But the PCC ruled that the newspaper launched the "disproportionately intrusive attention" without sufficient reasons and upheld a complaint made by Lib Dem President Tim Farron.

It added it would issue fresh guidance over the acceptable use of subterfuge in the wake of the successful complaint about the so-called "fishing expedition".

Mr Cable caused a political storm when he told undercover reporters from the newspaper being in coalition was "like fighting a war" and that he could use the "nuclear option" of resigning.

He was also barred from ruling on the proposed takeover of BSkyB by Mr Murdoch's News Corporation and lost all such media regulatory powers to Culture Secretary Jeremy Hunt.

After the sting Mr Cable, in an exclusive interview with the Richmond and Twickenham Times, said "great damage" had been done.

"All my colleagues, of all parties, feel very strongly that some great damage has been done by this," he said.

In December, Mr Burstow featured in another Telegraph story, in which it was claimed he had been recorded saying: "I don't want you to trust David Cameron ... in the sense that you believe he's suddenly become a cuddly liberal.
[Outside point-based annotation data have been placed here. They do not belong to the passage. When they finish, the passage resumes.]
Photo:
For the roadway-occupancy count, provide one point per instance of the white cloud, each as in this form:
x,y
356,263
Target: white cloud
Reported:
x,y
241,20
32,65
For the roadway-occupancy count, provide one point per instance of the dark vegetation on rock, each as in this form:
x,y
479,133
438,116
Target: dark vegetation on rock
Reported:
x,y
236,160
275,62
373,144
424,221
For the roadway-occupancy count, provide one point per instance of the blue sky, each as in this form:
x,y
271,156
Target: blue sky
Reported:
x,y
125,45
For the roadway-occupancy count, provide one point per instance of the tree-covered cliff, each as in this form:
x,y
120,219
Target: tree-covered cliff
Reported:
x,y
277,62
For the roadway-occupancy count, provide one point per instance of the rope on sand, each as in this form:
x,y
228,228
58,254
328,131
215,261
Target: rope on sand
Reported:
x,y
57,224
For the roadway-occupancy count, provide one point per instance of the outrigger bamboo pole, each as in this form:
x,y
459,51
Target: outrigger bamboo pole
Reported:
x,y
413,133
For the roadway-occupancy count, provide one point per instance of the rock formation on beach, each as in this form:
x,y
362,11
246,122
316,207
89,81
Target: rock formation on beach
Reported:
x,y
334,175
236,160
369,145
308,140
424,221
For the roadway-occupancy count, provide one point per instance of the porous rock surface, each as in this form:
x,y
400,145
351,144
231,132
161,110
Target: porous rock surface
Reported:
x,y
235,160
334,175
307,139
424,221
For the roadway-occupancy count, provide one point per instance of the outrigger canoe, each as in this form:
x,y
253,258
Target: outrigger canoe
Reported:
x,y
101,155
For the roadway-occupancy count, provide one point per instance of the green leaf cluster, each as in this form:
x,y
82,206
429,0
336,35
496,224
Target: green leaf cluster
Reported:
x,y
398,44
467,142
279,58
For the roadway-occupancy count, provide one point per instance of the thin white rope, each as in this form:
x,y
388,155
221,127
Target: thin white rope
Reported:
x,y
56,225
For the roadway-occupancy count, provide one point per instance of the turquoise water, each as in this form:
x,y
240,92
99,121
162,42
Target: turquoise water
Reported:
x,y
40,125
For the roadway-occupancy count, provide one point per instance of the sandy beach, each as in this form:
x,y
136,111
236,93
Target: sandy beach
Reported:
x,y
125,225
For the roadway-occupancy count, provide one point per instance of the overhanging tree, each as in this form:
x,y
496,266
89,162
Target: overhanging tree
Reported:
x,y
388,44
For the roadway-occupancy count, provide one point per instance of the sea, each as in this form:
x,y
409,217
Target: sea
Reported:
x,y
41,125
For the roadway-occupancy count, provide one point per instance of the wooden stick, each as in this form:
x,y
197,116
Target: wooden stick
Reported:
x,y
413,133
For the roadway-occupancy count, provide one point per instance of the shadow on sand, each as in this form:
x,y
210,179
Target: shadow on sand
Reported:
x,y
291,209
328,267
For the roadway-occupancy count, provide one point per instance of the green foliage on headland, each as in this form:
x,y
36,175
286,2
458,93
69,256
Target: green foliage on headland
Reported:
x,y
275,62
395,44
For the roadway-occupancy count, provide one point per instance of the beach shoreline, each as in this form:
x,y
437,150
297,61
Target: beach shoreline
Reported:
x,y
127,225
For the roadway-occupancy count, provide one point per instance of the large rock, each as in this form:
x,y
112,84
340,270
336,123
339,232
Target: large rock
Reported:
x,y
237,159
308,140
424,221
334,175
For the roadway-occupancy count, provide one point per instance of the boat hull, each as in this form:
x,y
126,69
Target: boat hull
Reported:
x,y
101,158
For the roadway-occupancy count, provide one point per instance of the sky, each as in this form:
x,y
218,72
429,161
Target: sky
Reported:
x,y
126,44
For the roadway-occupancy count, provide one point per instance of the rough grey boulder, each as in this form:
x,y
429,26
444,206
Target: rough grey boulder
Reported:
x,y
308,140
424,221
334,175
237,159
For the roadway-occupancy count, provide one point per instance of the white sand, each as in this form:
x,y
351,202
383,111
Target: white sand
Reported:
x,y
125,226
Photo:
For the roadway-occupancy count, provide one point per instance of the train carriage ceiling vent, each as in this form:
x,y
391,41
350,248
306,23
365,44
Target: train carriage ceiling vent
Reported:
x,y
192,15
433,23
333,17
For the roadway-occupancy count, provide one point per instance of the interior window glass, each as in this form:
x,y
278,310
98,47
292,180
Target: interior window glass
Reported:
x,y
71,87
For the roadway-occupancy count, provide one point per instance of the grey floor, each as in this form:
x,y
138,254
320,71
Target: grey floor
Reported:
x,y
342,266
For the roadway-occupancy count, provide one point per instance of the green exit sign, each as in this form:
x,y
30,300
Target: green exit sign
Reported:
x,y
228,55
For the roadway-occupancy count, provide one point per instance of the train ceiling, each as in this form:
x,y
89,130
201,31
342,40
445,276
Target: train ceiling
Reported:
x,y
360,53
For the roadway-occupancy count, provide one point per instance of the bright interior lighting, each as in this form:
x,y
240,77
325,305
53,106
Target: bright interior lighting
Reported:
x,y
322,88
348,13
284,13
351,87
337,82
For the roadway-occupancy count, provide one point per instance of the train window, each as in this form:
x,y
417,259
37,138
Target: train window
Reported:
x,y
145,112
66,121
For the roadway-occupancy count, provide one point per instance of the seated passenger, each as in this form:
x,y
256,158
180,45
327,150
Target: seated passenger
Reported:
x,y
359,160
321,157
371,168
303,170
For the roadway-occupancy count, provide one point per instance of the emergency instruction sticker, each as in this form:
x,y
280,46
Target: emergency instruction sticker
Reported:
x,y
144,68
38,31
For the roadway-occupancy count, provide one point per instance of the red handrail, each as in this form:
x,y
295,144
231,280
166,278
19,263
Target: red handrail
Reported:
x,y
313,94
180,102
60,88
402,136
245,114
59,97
"Well, he hasn't. He's still a Conservative and he has values that I don't share."

Kingston and Surbiton MP Ed Davey was also a victim of the Telegraph stings.

Mr Davey, a business minister, was quoted as saying he was "gobsmacked" by a decision to cut child benefits to for higher-rate taxpayers.

Around 200 people contacted the PCC after the stories were published in December and Commons Leader Sir George Young led complaints that the undercover methods undermined democracy.

Defending its tactics, the newspaper told the PCC that the operation had proved that Lib Dem ministers - as it had been informed by unnamed senior Conservative sources - "were not consistent in their private and public statements" about the coalition.

But the watchdog said the initial evidence was insufficiently strong to warrant the level of intrusion and that the ministers concerned were asked "to comment on a series of policy issues with the evident intent of establishing on which subject they might say something newsworthy".

Mr Farron said: "I am pleased that the PCC has upheld our complaint and defended the vital principle that MPs of all parties should be able to talk freely to their constituents in their constituency surgeries."